For many jobs there's a PC way and a Unix way. For example, I write these blogs using vi under either CDE (Solaris 10) or Gnome (Solaris 9) and just embed references and format information as I go along. The result is extremely portable because the text is independent of the format, the embedded DTD (HTML) can be changed at the drop of a sed file, and there just aren't many systems out there that can't handle the file in one of its many equivalent forms.
Until recently, for example, posting one of these to Zdnet was a one minute cut and paste operation - but not anymore. Zdnet recently upgraded to a Wordpress release that requires a Windows style work process - no more bulk HTML input. Now, there's a "visual editor," in which a carriage return over-rides <P> because the assumption is that you type your stuff using the mouse to highlight text and select "code" when entering HTML -i.e. you're expected to hard wire each change, link, or formatting decision in-line as you go along.
My blogs for June include 14,473 words and 595 HTML formatting commands - and that may not sound like a big deal, but try timing this:
Still no big deal? bet you can't do it 595 times in less than an hour -I've learned to cheat the system a bit by sending the file through a sed/nroff combination first, but it still takes several times as long to post as it used to.

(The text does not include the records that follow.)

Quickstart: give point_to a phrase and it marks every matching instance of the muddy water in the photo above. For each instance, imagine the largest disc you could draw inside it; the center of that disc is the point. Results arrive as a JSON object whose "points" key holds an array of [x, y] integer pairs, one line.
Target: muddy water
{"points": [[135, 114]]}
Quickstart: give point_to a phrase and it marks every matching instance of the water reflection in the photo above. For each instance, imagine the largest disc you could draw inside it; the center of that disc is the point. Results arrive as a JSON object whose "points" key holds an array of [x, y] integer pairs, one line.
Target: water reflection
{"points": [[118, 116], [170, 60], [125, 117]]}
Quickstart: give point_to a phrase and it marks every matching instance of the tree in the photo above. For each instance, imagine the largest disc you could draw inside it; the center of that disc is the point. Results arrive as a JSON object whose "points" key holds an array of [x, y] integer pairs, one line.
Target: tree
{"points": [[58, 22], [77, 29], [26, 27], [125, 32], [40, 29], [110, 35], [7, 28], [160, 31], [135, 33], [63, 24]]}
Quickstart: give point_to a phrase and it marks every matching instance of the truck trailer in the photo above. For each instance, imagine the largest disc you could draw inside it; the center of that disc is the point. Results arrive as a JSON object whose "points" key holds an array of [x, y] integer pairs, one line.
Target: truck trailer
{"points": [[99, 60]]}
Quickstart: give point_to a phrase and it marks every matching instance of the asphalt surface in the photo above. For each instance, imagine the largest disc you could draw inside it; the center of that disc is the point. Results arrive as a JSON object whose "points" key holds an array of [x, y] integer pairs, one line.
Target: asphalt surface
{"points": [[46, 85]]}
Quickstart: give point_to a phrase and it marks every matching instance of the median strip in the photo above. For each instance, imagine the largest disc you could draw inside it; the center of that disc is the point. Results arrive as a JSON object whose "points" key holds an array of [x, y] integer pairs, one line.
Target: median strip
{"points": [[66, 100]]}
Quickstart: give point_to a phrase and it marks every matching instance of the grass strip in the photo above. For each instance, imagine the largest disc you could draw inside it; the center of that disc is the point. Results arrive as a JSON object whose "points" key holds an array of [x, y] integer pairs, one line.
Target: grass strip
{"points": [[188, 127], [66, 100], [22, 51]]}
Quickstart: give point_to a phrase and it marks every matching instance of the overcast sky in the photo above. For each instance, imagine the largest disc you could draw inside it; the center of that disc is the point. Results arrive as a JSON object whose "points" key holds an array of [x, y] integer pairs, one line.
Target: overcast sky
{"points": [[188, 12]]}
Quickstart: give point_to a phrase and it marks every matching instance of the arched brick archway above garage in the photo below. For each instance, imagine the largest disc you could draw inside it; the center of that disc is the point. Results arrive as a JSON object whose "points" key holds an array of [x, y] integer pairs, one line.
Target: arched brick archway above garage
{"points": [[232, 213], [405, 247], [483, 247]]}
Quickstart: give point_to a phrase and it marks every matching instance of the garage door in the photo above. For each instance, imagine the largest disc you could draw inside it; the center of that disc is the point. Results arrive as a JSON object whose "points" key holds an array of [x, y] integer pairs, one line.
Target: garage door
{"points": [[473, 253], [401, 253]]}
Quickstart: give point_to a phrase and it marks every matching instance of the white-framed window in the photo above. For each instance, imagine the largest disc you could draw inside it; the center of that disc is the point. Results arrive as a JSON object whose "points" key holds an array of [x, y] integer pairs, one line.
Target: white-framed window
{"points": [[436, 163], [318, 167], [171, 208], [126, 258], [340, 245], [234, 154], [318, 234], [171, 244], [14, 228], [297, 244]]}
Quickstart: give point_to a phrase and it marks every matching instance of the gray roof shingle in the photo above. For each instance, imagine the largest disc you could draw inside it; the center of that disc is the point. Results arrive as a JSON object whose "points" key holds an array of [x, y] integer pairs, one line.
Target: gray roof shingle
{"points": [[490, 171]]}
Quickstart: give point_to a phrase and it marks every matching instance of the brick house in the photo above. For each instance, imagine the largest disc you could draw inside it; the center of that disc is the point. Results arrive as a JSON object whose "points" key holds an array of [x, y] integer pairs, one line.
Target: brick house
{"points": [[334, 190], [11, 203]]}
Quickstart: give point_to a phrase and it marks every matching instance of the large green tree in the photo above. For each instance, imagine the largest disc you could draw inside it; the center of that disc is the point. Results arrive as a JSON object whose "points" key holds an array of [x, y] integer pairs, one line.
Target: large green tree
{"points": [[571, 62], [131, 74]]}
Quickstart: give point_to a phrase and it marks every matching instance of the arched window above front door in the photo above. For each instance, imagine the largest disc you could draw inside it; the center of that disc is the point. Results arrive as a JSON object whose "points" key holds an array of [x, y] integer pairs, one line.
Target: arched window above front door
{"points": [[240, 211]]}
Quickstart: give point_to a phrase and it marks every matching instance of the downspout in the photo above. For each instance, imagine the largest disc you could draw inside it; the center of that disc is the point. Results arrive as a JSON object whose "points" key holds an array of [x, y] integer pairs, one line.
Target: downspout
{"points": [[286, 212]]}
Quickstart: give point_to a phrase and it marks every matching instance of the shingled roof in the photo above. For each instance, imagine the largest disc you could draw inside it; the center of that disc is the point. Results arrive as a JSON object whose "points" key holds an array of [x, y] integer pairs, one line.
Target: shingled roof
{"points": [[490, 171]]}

The Microsoft work process - that whole focus, click, focus, click, wait, drag, click, and focus thing - got started, not with MacWrite (which could be used without invoking many mouse actions) but with Microsoft Word for Windows 3.X. What happened there was that Word's half screen menu bars became the perfect vehicle for selling executives terrified by WordPerfect's typewriter emulating blank screen, on clicking and pointing their way through note writing. No professional typist of the period would give Word a second look, but people who couldn't type loved it - largely, I think, because the Windows point, click, and wait process substituted a delay they could live with for an expertise they didn't have.
What they didn't notice, or at least didn't care about, was the combination of format lock in and productivity losses these decisions imposed on those who did know how to use more advanced tools.
Now that process is everywhere - from Wordpress to the latest BI application people assume that applications target one output form and require iterative click, point, and wait cycles during use.
Unfortunately the real bottom line on the windows work process is that it kills both productivity and flexibility by denying people the ability to change work processes as they learn. An expert clicking and pointing his way through a Word document may use more functions, and perhaps even the occasional keyboard shortcut, than a neophyte; but the overall work processes are pretty much the same - and the 100th document is handled in exactly the same way as the first.